People with advanced cancer could be saved from pain, fatigue and appetite loss, following research that sheds light on how the symptoms develop.
The findings suggest that controlling the immune system of people with terminal cancer may help improve their quality of life.
Researchers at the University of Edinburgh studied cancer progression in more than 2500 patients across Europe.
The team used blood tests to assess inflammation levels in patients with many different kinds of the disease, including lung, breast, and colon cancer.
The results show that a person’s level of inflammation has a direct effect on the way they feel, causing pain, fatigue, loss of appetite and nausea.
Inflammation is part of the body’s natural defence against infection.
Researchers say that cancers can often hijack this response to spread around the body.

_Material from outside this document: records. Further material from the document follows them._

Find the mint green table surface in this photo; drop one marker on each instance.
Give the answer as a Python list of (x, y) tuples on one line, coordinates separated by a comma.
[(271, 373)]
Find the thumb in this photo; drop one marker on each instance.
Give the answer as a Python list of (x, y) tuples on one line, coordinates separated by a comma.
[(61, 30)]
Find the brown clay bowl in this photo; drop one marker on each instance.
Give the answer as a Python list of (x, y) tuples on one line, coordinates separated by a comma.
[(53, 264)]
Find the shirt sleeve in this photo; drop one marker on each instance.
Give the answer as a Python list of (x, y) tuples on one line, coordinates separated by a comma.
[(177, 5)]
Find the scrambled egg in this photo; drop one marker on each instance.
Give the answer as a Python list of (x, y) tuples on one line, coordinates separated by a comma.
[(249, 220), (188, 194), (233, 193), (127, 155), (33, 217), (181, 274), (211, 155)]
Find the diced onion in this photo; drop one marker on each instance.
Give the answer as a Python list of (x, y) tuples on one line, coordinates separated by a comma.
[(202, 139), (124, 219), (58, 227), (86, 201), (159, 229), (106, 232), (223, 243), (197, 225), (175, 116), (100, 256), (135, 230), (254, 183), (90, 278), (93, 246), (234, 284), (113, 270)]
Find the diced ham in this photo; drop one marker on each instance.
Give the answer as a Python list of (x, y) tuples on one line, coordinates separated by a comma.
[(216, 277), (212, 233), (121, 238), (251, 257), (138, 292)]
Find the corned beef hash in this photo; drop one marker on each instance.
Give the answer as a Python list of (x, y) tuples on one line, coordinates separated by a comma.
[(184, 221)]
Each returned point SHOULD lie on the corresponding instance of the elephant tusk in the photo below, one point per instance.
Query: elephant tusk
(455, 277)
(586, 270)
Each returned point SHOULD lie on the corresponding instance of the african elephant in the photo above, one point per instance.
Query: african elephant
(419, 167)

This can damage healthy tissues and cause pain and other symptoms.
This is the first large study to show that symptoms may develop as a result of the body’s immune response to cancer, and not simply as a consequence of tumour growth.
Scientists say that by targeting inflammation with existing immunotherapy drugs, it may be possible to prevent these symptoms from developing and improve patients’ quality of life.
The results are published in the Journal of Clinical Oncology.
Lead researcher Dr Barry Laird, of the Edinburgh Cancer Research Centre at the University of Edinburgh, said: “This study challenges the assumption that certain symptoms are an inevitable consequence of advanced cancer, and there is nothing doctors can do to make patients feel better.”
If we can understand what causes symptoms such as pain, fatigue and nausea, we can begin to tackle them. We already have drugs that target and reduce inflammation, so using these drugs specifically to treat symptoms, may make a real difference to people living with cancer. Clinical trials which assess this are underway.
The study was conducted in partnership with the European Palliative Care Research Centre, The University of Glasgow and funded by the Norwegian Research Council and the EU Framework 6 Programme.